São diferentes, mas há um ponto de encontro entre eles. A sonoridade no palco vai ser a uniformização dos dois trabalhos. O Pedro Jóia vai tocar quatro músicas e vai ajudar a transportar-nos dos “Sete Pecados…” para “Boleia Africana”. No “Sete Pecados…” há influências de sonoridades que Moçambique bebeu dos seus vizinhos. Há mil anos não havia a divisão que foi feita depois de o Pacto de Berlim. O povo do Zimbabué era o de Moçambique, logo a música sofreu essas influências. Uma vez ouvi um grupo da Ucrânia e era só uma questão de trocar a língua pelo chagano e aquilo era do sul de Moçambique. Os ritmos, a instrumentação, as melodias era tudo igual. Por isso, quem não nos diz que, há mil anos, não foi um africano para a Ucrânia. Não importa a condição em que saiu, se foi escravo ou conquistador, mas levou alguma coisa para lá. No século XVII, houve um moçambicano que viajou para o Japão e, a partir dele, há uma linhagem de japoneses com sangue negro. As músicas que ouvimos agora e que nos parecem semelhantes não são por acaso.
Estudar estas ligações é uma preocupação?
Não faço coisas empíricas. Estudo-as. Há coisas que saem naturalmente, mas mesmo essas têm muito a ver com a vivência. São melodias que já ouvi, que já bebi, que ficaram guardadas no subconsciente. Podem sair por acaso, mas não estão lá por acaso.
Daí o título “Boleia Africana”, para mostrar que o mundo bebeu muito de África?
Tem como núcleo principal a colonização da Península Ibérica pelos mouros. Portugal e Espanha têm uma influência fortíssima dos mouros de pele escura que habitavam a faixa de Marrocos e do Senegal, que eram os bérberes. Ao passarem para o outro lado do canal trouxeram as suas vivências e o vírus ficou. Basta andar pelas ruas e vê-se a cor da pele das pessoas, a fisionomia, a mistura africana muito grande que há em Portugal. E não estou a falar das misturas recentes, mas sim de uma coisa muito mais enraizada e que é impossível fugir. Hoje fala-se tanto de globalização, mas é uma globalização cosmética porque começou há muitos séculos. Através destes dois discos quero criar esse debate.
Também é fruto dessa mestiçagem?
Completamente. Tenho sangue português, goês e moçambicano e o meu sangue influencia muito o meu pensamento. É cada vez mais evidente de que somos todos crioulos.

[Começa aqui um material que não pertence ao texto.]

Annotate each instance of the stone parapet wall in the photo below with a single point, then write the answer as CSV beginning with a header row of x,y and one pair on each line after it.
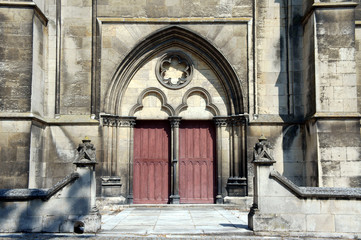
x,y
281,206
69,206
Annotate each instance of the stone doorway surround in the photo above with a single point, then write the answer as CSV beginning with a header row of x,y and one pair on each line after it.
x,y
230,157
175,74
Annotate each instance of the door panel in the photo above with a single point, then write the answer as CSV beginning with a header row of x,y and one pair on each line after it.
x,y
196,159
151,162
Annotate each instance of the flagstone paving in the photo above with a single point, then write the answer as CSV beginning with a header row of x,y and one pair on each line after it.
x,y
150,221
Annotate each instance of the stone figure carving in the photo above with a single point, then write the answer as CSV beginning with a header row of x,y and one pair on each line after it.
x,y
86,152
174,70
262,150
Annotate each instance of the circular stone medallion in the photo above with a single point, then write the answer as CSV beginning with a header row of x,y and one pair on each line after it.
x,y
174,70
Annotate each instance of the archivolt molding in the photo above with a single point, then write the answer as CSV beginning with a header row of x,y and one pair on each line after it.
x,y
158,92
213,108
162,40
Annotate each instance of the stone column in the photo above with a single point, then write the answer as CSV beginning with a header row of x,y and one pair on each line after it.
x,y
237,182
85,165
131,158
118,156
175,121
220,122
262,161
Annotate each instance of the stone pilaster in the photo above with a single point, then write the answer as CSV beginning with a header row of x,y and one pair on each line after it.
x,y
220,122
237,182
174,122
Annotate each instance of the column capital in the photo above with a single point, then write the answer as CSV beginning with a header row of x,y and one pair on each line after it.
x,y
174,121
221,121
86,154
118,121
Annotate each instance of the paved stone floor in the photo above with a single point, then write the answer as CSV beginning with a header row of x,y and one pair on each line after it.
x,y
155,221
162,223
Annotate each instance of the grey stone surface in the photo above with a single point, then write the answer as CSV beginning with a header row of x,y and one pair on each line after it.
x,y
176,220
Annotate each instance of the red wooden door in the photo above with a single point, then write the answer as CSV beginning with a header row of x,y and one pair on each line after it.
x,y
151,162
196,158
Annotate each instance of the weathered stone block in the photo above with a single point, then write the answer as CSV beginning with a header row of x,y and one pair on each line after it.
x,y
320,223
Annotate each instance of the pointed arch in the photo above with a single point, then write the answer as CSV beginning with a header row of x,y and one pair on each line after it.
x,y
208,98
175,36
158,92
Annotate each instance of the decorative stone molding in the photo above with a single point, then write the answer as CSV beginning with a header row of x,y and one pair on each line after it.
x,y
221,121
118,121
175,36
262,152
175,121
137,107
237,120
208,98
174,70
86,153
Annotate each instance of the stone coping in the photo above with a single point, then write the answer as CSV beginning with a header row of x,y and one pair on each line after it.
x,y
317,192
38,11
31,194
59,119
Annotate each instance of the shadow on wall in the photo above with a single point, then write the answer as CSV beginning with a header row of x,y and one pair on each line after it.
x,y
66,207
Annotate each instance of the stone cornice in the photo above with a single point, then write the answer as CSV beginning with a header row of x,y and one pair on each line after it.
x,y
20,4
327,5
30,194
58,120
334,4
117,121
316,192
174,20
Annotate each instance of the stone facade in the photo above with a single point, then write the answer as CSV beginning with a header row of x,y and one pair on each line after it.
x,y
288,70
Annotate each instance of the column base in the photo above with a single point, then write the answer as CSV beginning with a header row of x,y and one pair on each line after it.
x,y
174,199
219,199
237,187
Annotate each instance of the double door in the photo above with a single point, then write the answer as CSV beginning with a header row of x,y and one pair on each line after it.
x,y
152,162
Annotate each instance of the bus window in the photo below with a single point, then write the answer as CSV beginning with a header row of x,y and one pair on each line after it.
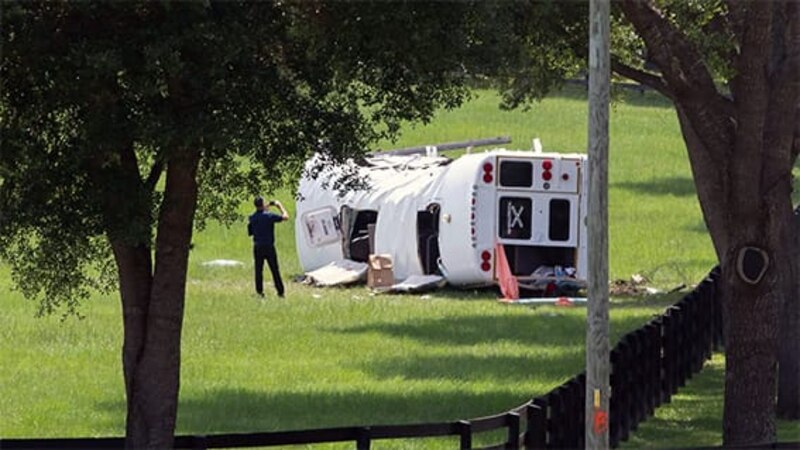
x,y
514,218
356,245
321,226
516,174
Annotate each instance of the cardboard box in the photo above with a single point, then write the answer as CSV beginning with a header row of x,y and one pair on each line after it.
x,y
379,271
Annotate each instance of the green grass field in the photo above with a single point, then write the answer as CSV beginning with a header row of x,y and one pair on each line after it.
x,y
339,357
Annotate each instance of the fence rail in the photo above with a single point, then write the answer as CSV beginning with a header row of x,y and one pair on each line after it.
x,y
648,365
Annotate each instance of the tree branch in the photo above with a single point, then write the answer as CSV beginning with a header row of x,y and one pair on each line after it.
x,y
641,77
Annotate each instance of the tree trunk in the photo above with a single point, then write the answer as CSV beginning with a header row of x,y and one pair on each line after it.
x,y
153,302
789,353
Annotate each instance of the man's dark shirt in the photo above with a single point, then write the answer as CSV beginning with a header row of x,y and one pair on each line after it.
x,y
262,227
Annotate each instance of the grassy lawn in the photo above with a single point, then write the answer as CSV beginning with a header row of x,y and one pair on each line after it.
x,y
338,357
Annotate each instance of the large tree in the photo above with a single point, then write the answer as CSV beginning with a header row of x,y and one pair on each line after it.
x,y
127,124
742,140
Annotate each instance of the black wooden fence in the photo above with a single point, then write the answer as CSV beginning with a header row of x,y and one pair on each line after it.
x,y
648,366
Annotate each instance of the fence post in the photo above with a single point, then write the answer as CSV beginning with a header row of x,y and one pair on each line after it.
x,y
465,433
513,430
615,404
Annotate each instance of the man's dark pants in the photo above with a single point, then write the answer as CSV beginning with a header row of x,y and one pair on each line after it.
x,y
267,252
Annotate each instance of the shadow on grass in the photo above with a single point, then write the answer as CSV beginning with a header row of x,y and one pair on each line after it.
x,y
692,419
677,186
622,94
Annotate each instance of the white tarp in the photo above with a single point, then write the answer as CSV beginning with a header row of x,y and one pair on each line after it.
x,y
418,283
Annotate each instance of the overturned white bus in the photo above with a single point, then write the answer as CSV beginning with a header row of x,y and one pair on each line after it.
x,y
435,215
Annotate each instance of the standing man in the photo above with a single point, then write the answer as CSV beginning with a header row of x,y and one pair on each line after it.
x,y
262,227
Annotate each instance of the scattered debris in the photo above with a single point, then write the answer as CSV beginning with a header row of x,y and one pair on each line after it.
x,y
637,286
337,273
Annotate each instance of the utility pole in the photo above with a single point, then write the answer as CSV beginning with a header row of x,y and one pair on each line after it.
x,y
598,364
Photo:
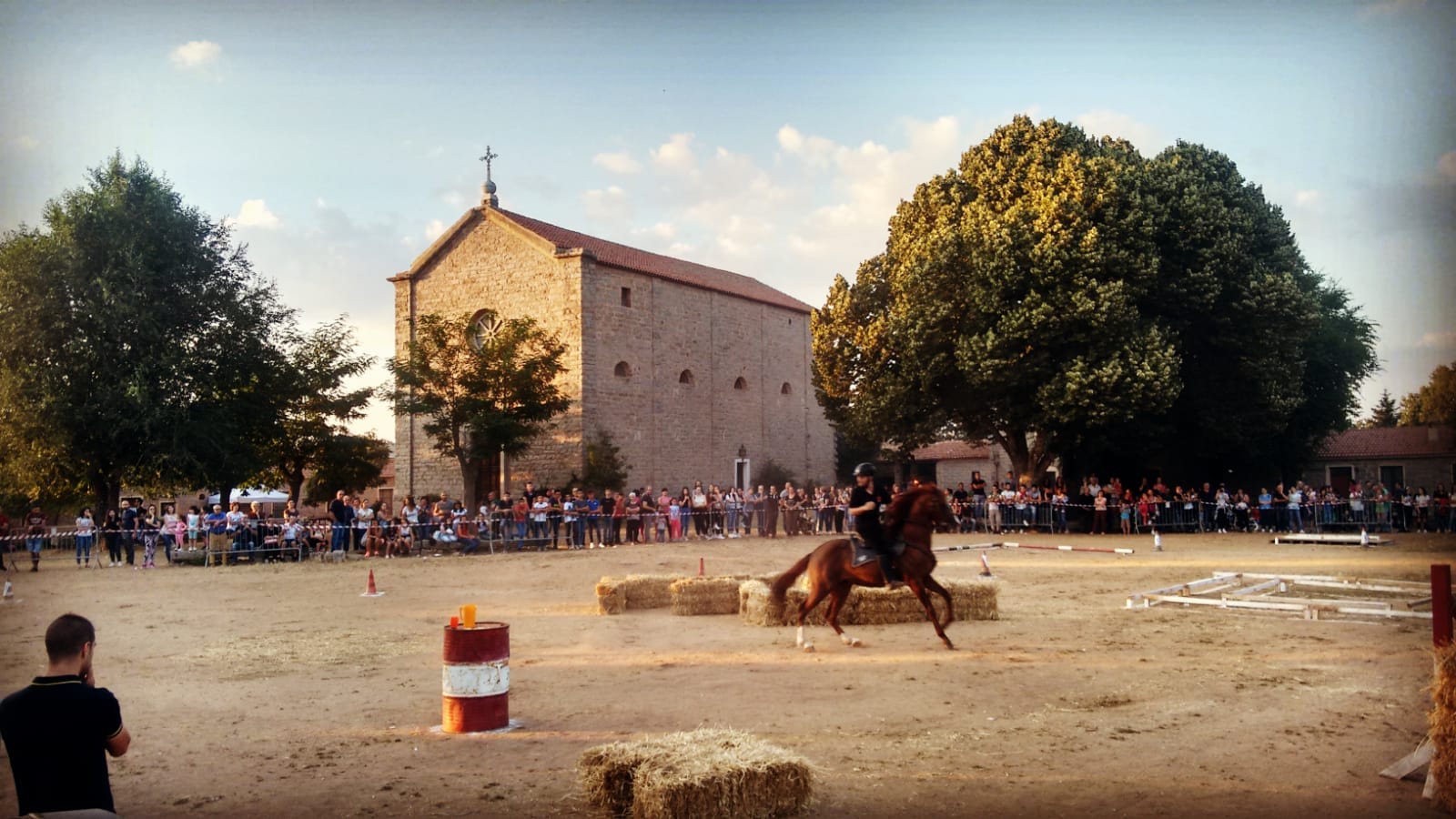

Porque quis gravar “Boleia Africana” em Lisboa?
Queria que os músicos europeus fizessem uma leitura própria das músicas. Queria sair do cliché ‘o branco não toca música de preto’. Não pedi para tocarem à minha maneira, mas sim o que sentiam. Há um tema com letra do José Eduardo Agualusa que ficou completamente diferente do original em termos rítmicos e harmónicos. Era isso que queria, a perspectiva de quem a tocou. E no espectáculo também vamos ter esse contrato. O Pedro Jóia, por exemplo, vai levar a sua guitarra portuguesa e tocar com o Sissoko que toca kora, um instrumento puramente africano.
Actualmente a música angolana tem imensa expressão em Portugal, mas a moçambicana não. Percebe porquê?
Acho que o grande interesse económico entre Portugal e Angola afecta tudo, até a música. Quando há uma telenovela portuguesa que explora a rota com Luanda, a cultura daquele país começa a entrar. Se houvesse uma em que 75% do capital fosse moçambicano, tivesse uma cena comigo a cantar e no mesmo episódio se dissesse 30 vezes “maningue”, isso entrava. Claro que gostava que a minha música tivesse mais expressão cá, e vou lutar para que conquiste o espaço que merece, mas não me vou prostituir por isso. Não vou imitar nada e ir em modas. Tenho a minha identidade e isso é que é globalização para mim: tocar a minha música e não a do outro.